Opferschutz-Experten beraten auch bei der Beweissicherung
Um die Wahrscheinlichkeit eines erfolgreichen Prozesses zu erhöhen, vermeiden die Opferschutz-Experten nicht nur suggestive Nachfragen. Sie helfen auch schon zu einem frühen Zeitpunkt bei der gerichtsfesten Beweissicherung. Denn es kann vorkommen, dass Opfer erst sehr spät den Mut zu einer Anzeige finden, berichtet Susanne Wolter. In solchen Fällen sorgen die Fachleute dafür, dass Beweise zunächst sicher abgelegt und dokumentiert werden. So werden etwa Spermaspuren, Fotodokumente oder die Nachwirkungen von Gewalttaten so gesichert, dass sie später auch noch vor Gericht verwendet werden können. Hausärzte seien dazu häufig nicht in der Lage.

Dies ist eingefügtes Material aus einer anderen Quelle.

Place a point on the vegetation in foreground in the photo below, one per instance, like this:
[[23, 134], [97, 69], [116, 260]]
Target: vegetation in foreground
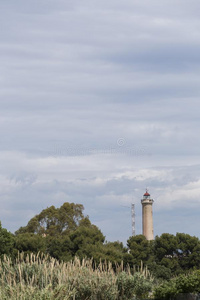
[[65, 233], [41, 277]]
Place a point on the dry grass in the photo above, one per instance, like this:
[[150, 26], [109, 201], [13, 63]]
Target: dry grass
[[42, 277]]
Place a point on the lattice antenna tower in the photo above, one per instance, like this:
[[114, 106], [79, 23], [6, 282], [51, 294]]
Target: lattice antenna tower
[[133, 218]]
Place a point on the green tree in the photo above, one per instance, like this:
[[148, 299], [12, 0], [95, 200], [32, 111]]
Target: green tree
[[30, 243], [6, 241], [86, 239], [139, 250], [188, 251], [53, 221]]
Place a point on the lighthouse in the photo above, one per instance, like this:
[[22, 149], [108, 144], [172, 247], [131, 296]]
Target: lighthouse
[[147, 216]]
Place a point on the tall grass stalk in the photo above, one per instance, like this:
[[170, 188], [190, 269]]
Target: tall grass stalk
[[42, 277]]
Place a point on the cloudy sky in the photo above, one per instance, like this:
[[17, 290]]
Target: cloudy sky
[[99, 100]]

An einer Stelle könnte der Opferschutz in Niedersachsen aber noch besser werden, findet auch Havliza selbst. Zwar gibt es mittlerweile neben dem telefonischen Weg auch die Option, sich online beraten zu lassen. Aber die Öffnungszeiten der Beratungsstellen erinnern eben doch an die einer Behörde. Für einen Notfall-Dienst rund um die Uhr müsste wohl über eine Aufstockung der Stellen nachgedacht werden.